İletişim yollarının artması ve bilginin salt olarak sunulması pratikte fayda sağlamadığı için kuramsal olarak kalmış ve zaman içerisindeki işlevselliğini kaybetmiştir. Hazır sunulan bilgi insanlığı tembelliğe iterek var olanı tekrardan ibaret kılmış ve modernizmin kısır bir döngüye dönüşmesine sebep olmuştur. İletişim kaynaklarının bu tür kullanımı postmoderniteyi de beraberinde getirmiştir (www.yenimakale.com).

1.4. Küreselleşme

Küreselleşme geçmiş ve geleceğin kapılarını açacak anahtar bir kavram olarak görülmektedir (Bozkurt, 2000: 17). Küreselleşme, maddi ve manevi değerlerin ve bu değerler çerçevesinde oluşmuş birikimlerin de ulusal sınırları aşıp, dünya çapında yayılmasını ifade eder (Öztürk, 2010: 11).

Küreselleşmenin faillerinin sadece uluslararası şirketler olmadığı, dünya ekonomisinde söz sahibi ülkelerin uluslar arası örgütlenmelerle küreselleşme politikaları oluşturduklarının bir göstergesidir. Bütünleştiği varsayılan dünyada piyasa ve sermaye küreselleşirken amaç, Single Global Market Place’ın (tek küresel Pazar yeri) oluşturulmasıdır (www.irfanerdogan.com).
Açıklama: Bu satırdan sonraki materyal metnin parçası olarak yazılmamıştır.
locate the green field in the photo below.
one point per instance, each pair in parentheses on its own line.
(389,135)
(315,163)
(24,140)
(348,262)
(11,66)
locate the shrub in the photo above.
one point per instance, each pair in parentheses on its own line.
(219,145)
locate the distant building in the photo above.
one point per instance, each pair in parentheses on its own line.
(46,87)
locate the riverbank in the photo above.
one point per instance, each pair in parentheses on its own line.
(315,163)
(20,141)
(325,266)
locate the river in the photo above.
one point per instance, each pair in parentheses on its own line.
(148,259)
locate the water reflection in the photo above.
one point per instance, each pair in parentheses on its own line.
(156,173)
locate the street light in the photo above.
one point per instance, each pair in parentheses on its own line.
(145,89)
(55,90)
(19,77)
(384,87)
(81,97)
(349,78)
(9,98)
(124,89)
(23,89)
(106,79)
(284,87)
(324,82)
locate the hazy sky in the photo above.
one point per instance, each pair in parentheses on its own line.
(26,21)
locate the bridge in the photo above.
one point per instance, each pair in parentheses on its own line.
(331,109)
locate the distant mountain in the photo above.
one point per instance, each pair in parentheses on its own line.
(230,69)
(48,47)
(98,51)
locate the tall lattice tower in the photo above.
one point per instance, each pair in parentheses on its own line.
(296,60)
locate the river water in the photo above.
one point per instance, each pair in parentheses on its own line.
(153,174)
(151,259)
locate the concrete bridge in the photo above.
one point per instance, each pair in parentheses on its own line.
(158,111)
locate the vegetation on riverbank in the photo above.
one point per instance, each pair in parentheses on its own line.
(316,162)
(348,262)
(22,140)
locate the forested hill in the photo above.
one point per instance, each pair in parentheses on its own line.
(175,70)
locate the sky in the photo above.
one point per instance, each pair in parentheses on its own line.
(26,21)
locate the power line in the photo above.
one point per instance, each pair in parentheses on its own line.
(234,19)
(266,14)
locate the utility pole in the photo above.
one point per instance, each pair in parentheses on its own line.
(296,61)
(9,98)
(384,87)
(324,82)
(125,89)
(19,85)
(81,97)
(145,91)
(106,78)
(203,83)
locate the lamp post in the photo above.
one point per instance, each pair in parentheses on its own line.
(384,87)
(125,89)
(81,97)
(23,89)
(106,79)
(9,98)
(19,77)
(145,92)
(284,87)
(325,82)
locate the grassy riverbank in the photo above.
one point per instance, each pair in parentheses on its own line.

Küreselleşmeyi ateşleyen en önemli üç unsur; üretim ulaşım ve iletişim teknolojilerinde yaşanan gelişmelerdir (Öztürk, 2010: 11).

Küreselleşme, esasen yeni bir olgu değildir. Küreselleşmenin tarihi farklı coğrafyalarda yaşayan insan toplulukları arasındaki ilişkilerin tesis edildiği zamana kadar uzanmaktadır. Bununla beraber, bugün sahip olduğu anlam itibariyle, küreselleşmenin üç evreden geçerek günümüzdeki halini aldığı söylenebilir. Bu evreler şu şekilde sıralanabilir: 19. yüzyılın sonlarından 1914’lere kadar olan dönem, 1914’lerden 1945-50’lere kadar olan dönem ve 1945–50 sonrası dönem (www.mfa.gov.tr).

Kapitalist üretim ve tüketim tarzının yaygınlaşması anlamında küreselleşme, bir yandan mübadelelerin, yatırımların, sermaye akışlarının adı olurken diğer yandan bu akışlar çerçevesinde vuku bulan dünya ekonomisindeki uluslararası rekabeti dile getirir. Her ne kadar tek dünya pazarından söz edilse ve dünyanın bütünleşme yoluna girdiği

(26)

ileri sürülse de, aslında küreselleşme Kuzey Amerika, Japonya, Batı Avrupa ile Asya ve Latin Amerika’da yeni sanayileşen Çin, Hindistan, Endenozya, Meksika ve Brezilya gibi belli başlı kapitalist gelişme kutuplarını oluşturan ülkeler arasındaki mübadelelerin yoğunlaşmasını dile getirmektedir (www.irfanerdogan.com).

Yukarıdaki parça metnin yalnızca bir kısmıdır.